Never seen those! I get on a yodel kick every now and then, I try not to buy them for the kids, Because I eat them right before I go to bed. You know what I really like? The Peridge farm cakes in the freezer section. They are like 3 bucks.....mmmmmmmmmmmmmm soooooooo gooooooood :shock:


----------



## pbw (Oct 1, 2007)

O those cakes are good too I've ate them till I got sick of them. :shock:


----------



## pbw (Oct 1, 2007)




----------



## Jim (Oct 1, 2007)

I make my own brownies (from the package) LOL

I also add 1/2 cup of nestles chocolate morsels and then decorate the tops for the kids (me and my wife). They last for 1/2 day. Try these brownies if you ever get a chance. Follow the recipe exact, and add your own morsels. I butter the non stick pan first.


----------



## pbw (Oct 1, 2007)

Some unknown reason I never make brownies, Just cookies. Peanut butter cookie with Hersey's kiss on top. :shock: Heaven.


----------



## Jim (Oct 1, 2007)

pbw said:


> Some unknown reason I never make brownies, Just cookies. Peanut butter cookie with Hersey's kiss on top. :shock: Heaven.

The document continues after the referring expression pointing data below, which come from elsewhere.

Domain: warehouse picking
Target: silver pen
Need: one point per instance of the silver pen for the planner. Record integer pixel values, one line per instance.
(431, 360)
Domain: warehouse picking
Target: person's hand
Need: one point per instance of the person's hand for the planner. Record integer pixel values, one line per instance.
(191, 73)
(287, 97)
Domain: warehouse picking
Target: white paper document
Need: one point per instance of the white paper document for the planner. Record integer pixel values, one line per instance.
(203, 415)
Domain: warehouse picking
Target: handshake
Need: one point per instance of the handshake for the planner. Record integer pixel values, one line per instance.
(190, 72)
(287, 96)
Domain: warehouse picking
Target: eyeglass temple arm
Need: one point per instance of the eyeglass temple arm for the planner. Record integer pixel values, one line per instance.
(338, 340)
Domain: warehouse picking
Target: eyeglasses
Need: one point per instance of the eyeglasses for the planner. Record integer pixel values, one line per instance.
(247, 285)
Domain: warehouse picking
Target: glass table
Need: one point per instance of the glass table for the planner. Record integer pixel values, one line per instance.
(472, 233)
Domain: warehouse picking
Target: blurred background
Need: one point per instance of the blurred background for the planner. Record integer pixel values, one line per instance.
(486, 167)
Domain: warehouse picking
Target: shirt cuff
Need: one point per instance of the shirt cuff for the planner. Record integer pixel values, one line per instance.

The problem with those is that my brain stops functioning and I eat them until I hurl.


----------



## pbw (Oct 1, 2007)

Jim said:


> pbw said:
> 
> 
> > Some unknown reason I never make brownies, Just cookies. Peanut butter cookie with Hersey's kiss on top. :shock: Heaven.
> ...



Eat till PAIN!


----------



## Jim (Oct 1, 2007)

I was taught to eat everything off my plate! Its not my fault, I balme my parents.


----------



## pbw (Oct 1, 2007)

Jim said:


> I was taught to eat everything off my plate! Its not my fault, I balme my parents.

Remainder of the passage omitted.